Le fondateur de l'Institut de cardiologie de l'Université d'Ottawa, Wilbert Keon

Décès de Wilbert Keon, fondateur de l'Institut de cardiologie de l'Université d'Ottawa

OTTAWA — Un pionnier canadien de renommée internationale en chirurgie cardiaque s’est éteint dimanche à l’âge de 83 ans, a annoncé l’Institut de cardiologie de l’Université d’Ottawa.

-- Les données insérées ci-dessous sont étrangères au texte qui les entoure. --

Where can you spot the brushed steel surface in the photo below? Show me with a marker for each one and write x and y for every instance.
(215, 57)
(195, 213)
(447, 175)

Le docteur Wilbert Keon a fondé l’institut en 1976. Dix ans plus tard, il a réussi la première implantation de coeur artificiel au Canada, une technique révolutionnaire à l’époque.

M. Keon est né à Sheenboro, en Outaouais. Après avoir terminé des études de premier cycle à l’Université Carleton, il a obtenu un doctorat en médecine à l’Université d’Ottawa en 1961. Il a aussi étudié la chirurgie expérimentale à l’Université McGill. Il a également fréquenté l’Université Harvard.

Le 1er mai 1986, le docteur Keon a inscrit son nom dans les annales de la médecine canadienne en posant le coeur artificiel «Jarvik-7» au cours d’une opération de trois heures et demie. La patiente, Noëlla Leclair, avait été victime d’une crise cardiaque, la semaine précédente.

Le coeur artificiel a permis à Mme Leclair, alors âgée de 41 ans, de survivre jusqu’à ce qu’elle reçoive, une semaine plus tard, le coeur d’un homme de 44 ans mort dans un accident de la circulation. Elle a ensuite vécu pendant 20 ans.

Le docteur Keon a effectué plus de 10 000 opérations à coeur ouvert au cours d’une carrière de plus de trois décennies.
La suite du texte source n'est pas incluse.